Germany and Russia could organize a symposium every year bringing together people from all three branches of government, as well as academics, lawyers and businessmen. Selected themes could be looked at more closely at additional events.

We should also do more to promote joint training for German and Russian lawyers. Our aim is to educate a new generation of lawyers who are familiar with the legal systems of both countries.

Germany proposes to launch a German-Russian programme to foster cooperation on legal research, which would above all help future academics acquire specialized knowledge in the field. The programme should be jointly funded by both sides. Germany is willing to provide roughly 600,000 euro.

Legal cooperation is a dialogue, and dialogue is something that is pursued by people.

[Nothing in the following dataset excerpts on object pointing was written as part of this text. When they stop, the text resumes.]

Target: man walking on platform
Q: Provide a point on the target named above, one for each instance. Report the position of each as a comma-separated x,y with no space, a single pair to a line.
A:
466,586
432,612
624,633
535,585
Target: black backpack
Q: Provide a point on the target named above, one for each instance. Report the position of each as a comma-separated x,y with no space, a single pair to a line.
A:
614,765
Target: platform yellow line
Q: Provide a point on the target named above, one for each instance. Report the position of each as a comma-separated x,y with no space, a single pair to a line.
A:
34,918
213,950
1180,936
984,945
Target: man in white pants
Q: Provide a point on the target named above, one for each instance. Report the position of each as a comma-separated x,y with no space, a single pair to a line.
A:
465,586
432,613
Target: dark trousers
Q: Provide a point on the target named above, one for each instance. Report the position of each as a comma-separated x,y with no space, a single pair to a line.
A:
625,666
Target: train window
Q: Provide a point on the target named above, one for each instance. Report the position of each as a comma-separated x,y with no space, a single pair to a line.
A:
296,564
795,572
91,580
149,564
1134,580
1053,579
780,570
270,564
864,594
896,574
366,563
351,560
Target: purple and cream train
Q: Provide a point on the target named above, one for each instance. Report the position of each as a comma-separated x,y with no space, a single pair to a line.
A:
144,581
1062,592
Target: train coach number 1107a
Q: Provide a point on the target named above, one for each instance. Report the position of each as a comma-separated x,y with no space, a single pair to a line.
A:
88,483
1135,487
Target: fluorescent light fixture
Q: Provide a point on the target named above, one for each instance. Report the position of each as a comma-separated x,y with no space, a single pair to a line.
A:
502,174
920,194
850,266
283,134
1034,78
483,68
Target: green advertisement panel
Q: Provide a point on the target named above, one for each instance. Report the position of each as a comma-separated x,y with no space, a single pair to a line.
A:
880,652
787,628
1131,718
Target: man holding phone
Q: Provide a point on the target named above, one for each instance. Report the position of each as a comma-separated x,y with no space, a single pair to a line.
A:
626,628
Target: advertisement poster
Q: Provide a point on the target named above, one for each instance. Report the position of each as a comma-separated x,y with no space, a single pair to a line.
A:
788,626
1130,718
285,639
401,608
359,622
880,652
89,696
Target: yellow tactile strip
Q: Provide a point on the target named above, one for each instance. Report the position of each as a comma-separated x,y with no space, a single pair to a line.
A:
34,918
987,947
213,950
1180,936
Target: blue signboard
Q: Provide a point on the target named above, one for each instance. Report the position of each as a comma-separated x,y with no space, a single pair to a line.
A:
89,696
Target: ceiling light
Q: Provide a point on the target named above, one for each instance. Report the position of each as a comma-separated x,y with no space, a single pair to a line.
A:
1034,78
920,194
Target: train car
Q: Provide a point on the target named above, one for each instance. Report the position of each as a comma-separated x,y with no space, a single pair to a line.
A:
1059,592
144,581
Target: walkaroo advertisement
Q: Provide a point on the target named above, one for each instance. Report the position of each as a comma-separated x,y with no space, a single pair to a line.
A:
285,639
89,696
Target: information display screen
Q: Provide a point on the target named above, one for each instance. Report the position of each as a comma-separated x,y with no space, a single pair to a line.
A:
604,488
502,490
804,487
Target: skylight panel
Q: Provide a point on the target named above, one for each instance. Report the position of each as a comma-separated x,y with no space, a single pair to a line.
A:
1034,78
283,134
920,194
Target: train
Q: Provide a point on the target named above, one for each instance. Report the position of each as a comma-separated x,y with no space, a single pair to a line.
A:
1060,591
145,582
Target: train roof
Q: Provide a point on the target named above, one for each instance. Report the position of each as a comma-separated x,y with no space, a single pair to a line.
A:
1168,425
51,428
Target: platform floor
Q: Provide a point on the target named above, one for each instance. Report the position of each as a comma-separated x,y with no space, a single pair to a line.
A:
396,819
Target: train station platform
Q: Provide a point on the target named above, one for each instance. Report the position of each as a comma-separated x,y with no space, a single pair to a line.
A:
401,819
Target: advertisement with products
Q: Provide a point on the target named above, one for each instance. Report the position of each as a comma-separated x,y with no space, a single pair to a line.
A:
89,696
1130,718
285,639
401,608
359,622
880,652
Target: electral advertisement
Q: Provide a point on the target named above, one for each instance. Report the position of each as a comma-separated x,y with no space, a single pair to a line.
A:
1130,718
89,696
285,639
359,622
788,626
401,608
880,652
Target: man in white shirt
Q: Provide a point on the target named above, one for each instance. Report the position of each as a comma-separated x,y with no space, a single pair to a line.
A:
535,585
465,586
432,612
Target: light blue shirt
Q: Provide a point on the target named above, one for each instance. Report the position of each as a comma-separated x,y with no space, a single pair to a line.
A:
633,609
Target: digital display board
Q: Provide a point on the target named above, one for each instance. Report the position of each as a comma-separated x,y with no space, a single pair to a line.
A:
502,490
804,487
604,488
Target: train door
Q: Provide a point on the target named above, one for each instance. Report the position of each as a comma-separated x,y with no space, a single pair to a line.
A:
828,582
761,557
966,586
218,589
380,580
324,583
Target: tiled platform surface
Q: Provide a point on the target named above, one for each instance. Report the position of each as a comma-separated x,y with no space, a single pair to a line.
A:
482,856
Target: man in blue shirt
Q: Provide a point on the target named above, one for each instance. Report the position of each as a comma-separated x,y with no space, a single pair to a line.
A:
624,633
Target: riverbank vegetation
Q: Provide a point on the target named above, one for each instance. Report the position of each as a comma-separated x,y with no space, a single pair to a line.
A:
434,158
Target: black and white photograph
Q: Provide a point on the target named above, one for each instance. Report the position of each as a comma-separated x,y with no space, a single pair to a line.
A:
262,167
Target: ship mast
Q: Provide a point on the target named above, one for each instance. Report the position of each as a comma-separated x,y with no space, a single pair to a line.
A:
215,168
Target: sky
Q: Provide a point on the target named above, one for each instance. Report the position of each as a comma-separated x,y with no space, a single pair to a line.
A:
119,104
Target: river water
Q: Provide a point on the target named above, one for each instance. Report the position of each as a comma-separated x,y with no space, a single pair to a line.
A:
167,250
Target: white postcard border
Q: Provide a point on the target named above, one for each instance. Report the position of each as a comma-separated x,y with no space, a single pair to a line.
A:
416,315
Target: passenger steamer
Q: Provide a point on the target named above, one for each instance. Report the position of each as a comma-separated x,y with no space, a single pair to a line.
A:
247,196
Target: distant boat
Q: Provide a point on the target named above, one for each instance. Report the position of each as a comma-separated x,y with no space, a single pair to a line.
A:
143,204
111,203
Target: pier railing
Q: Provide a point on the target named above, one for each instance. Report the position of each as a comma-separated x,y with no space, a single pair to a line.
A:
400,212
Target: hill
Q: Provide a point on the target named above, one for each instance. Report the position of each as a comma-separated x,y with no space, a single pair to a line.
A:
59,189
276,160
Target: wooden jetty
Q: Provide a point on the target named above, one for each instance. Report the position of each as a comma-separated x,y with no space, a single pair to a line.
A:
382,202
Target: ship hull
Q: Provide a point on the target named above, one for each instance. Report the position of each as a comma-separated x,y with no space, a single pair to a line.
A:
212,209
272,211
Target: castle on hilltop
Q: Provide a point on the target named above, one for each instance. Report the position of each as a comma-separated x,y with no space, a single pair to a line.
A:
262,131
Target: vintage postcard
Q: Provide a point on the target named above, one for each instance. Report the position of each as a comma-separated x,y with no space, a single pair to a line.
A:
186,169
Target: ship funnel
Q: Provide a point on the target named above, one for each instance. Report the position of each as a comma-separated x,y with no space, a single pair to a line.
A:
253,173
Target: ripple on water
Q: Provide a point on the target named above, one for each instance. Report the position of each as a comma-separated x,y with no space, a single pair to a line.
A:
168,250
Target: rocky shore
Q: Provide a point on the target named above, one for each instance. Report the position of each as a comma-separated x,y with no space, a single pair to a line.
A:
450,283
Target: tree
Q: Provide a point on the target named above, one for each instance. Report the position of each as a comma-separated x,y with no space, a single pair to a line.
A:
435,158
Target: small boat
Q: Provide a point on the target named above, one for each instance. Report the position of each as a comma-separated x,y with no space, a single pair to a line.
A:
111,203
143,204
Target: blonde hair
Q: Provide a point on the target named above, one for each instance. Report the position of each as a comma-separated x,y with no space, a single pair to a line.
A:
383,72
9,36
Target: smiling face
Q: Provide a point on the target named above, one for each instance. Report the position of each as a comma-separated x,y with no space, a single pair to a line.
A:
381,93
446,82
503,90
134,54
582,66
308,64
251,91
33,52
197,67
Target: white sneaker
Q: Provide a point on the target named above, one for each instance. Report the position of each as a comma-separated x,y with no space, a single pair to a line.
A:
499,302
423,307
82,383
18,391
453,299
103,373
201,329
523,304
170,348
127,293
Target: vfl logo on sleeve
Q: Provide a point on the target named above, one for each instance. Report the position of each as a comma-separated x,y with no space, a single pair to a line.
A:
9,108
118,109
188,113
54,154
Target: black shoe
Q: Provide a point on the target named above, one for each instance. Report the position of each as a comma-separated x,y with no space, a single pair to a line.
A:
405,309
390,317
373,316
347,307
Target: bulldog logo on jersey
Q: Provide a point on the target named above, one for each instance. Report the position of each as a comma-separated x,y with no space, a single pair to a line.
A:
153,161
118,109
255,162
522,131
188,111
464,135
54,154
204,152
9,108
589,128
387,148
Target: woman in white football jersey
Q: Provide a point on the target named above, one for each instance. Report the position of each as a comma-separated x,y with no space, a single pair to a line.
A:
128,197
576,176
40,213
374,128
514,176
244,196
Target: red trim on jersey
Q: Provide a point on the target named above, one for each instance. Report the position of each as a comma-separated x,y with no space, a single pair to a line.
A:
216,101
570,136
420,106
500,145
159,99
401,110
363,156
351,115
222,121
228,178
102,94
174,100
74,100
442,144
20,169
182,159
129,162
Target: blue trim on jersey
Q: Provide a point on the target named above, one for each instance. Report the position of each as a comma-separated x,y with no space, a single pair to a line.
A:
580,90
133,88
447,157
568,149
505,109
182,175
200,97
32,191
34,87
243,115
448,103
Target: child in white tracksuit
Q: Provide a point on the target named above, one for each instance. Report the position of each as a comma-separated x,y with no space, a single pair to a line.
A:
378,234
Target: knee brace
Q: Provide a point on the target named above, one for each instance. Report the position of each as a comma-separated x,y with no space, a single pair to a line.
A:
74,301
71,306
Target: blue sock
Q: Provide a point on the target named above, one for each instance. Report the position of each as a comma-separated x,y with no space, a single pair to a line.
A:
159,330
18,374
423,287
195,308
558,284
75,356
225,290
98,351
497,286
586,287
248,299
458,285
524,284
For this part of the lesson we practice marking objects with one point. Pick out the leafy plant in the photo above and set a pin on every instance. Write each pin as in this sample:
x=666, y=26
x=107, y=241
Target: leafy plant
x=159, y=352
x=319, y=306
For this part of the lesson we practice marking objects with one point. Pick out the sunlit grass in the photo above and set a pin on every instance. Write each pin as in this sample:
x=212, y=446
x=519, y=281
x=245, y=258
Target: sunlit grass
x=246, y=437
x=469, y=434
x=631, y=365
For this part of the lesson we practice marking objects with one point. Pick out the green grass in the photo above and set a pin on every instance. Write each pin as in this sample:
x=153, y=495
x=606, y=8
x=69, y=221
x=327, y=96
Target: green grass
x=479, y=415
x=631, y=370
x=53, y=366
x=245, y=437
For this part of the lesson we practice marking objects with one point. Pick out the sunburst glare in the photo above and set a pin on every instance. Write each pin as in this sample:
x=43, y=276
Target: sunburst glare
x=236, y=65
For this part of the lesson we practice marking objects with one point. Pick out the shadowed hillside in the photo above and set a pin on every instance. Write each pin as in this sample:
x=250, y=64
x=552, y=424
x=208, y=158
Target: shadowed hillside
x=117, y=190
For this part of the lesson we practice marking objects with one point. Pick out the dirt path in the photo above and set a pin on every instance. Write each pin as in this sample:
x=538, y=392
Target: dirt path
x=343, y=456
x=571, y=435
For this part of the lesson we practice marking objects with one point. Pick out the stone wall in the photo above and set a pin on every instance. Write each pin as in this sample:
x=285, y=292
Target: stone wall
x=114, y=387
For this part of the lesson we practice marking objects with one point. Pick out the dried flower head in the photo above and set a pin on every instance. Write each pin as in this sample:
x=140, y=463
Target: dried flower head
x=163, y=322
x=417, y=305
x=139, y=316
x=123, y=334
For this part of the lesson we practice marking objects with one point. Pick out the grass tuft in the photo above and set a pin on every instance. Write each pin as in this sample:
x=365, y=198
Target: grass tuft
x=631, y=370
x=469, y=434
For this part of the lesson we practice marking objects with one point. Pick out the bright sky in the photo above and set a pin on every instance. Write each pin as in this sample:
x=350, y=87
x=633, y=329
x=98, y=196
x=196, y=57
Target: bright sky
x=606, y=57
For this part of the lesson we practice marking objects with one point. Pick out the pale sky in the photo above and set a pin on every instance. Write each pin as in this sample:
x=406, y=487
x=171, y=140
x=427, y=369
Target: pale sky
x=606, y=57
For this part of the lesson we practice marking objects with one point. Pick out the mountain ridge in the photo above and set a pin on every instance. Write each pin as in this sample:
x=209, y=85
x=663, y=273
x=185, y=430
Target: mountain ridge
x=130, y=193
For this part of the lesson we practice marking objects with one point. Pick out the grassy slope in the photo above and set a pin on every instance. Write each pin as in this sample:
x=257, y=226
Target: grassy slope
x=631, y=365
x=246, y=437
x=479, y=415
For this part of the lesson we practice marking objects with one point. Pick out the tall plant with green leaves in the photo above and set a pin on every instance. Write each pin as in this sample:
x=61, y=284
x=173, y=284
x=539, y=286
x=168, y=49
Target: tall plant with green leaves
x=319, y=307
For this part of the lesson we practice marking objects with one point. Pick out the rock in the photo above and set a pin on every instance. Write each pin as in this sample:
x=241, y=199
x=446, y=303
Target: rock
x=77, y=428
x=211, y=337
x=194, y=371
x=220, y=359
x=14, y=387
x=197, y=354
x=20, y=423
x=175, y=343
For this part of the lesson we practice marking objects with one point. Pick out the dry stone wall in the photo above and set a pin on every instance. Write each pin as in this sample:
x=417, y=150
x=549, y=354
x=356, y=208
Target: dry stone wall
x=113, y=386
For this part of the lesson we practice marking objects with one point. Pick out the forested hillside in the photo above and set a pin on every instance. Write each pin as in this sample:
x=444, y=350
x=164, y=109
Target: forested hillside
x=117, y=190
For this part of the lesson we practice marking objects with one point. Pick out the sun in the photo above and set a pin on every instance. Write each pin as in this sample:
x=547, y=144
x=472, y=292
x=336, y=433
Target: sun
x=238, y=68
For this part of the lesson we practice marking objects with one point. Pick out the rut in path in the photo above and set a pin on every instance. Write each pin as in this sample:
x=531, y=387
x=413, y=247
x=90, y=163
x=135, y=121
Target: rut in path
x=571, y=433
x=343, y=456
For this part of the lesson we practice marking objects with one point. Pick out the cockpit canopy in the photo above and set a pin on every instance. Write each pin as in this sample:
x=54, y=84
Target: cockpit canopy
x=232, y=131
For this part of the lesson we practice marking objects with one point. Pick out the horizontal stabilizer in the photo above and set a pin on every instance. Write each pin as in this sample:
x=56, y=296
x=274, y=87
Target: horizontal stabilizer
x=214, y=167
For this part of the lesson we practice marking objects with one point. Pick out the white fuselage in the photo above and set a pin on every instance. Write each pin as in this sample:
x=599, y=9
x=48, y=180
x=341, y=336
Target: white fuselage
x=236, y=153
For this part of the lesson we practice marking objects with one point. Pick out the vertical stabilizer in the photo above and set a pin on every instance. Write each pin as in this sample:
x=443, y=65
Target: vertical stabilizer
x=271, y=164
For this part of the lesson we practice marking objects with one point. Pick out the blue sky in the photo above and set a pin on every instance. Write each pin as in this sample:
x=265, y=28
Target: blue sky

I am here with you today, because it is lawyers, in particular, from our two countries, whom we want to win over to make our joint project a reality.

I would also like your opinion on which fields of cooperation would be the most fruitful.

The list of interesting and useful issues is long.

Providing an approachable and transparent bureaucracy for our citizens is, for example, something that is also the subject of much debate in Germany.

Migration and integration are topical issues with which both Germany and Russia have been faced, and on which we would benefit from an exchange of experience.

The ongoing reform of civil law in Russia would also be a prime topic for the initiative.

Other areas of the law could also be added. Commercial and company law, or consumer protection and environmental law are examples that spring to mind.

This legal cooperation between our two countries isn’t something that takes place in a vacuum. Relations between Germany and Russia have today reached a level that would hardly have been considered possible twenty years ago. Economic integration, political cooperation, cultural exchange, civil society contacts – in all areas our relations today stand on a broad and solid foundation.

I attach great importance to enhancing the ties between Russia and Germany, between Russia and the European Union, and indeed the West as a whole, ever further. Judged by its history, its geography and its culture, Russia is without a doubt part of the European family.

I have a vision of a Europe of common freedom, common security and common prosperity. Cooperation in the field of law can also make a key contribution to this. We face a constitutive task of European dimensions. I hope that Germany and Russia will join forces to address this challenge together.

But now I would very much like to hear your suggestions and questions regarding our legal initiative. I look forward to the discussion.